Sunday, January 07, 2007

Whistle-stop Cambodia

So 2007 began with a hangover best cured by the blue sea, the hammock and more good food - I expect anyone reading this to yawn at this point!

On the second of Jan we set off for Siem Riep in Cambodia - the city closest to Angkor Wat and surrounding temples. To get there, we left at 7.30am from Koh Chang, with the assurance we would reach Siem Riep by 5pm. Ha. That's all I can say - literally. Anyone who's travelled to Siem Riep from Thailand will know exactly what I'm talking about... The Lonely Planet guide describes the road from the border point to Siem Riep as the 'boulevard of broken arses'.... no prizes for guessing why... Not only that, but the journey is strife with various 'scams' designed to make you accept the accomodation you are dropped off at, rather than hunting round for something far more suitable (there's always a reason why the hostel/guesthouse needs this extra help!). You are so emotionally and physically strung out by the time you hit your destination, you literally don't care anymore as long as it's got something resembling a bed... All I can say is we arrived at approximately 11pm after a 'puncture', bouncing around like the National Lottery balls for six hours (The Cambodia leg of the journey only) and irrate passengers, drivers and scam artists...

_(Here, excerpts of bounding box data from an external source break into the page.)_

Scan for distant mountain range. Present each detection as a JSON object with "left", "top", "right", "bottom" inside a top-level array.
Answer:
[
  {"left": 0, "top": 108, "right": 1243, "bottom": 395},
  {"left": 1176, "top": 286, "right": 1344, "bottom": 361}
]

The first thing to hit me about Cambodia (one of the poorest countries in Asia) was the stark difference to Thailand... Stepping all of the ten metres across the border crossing seemed to land us in somewhere so completely different it was almost a shock. The smell was overwhelming at Poipet and the rubbish stood out after the relatively clean streets of Thailand. There is an obvious difference in the infrastructures of the two countries, but then considering Cambodia's horrendous (recent!) past, it's hardly surprising.

Siem Riep was a great place with a really nice feel to it. Obviously used to the drones and drones of tourists visiting the temples, it was pretty easy to navigate our way about. The 'hub' of the town for tourists was around the old market (more shopping!!!) and had many bars and restaurants, including 'Angkor What?' bar - a firm favourite... The French colonial link showed everywhere too - loads of colonial buildings and many people speaking French.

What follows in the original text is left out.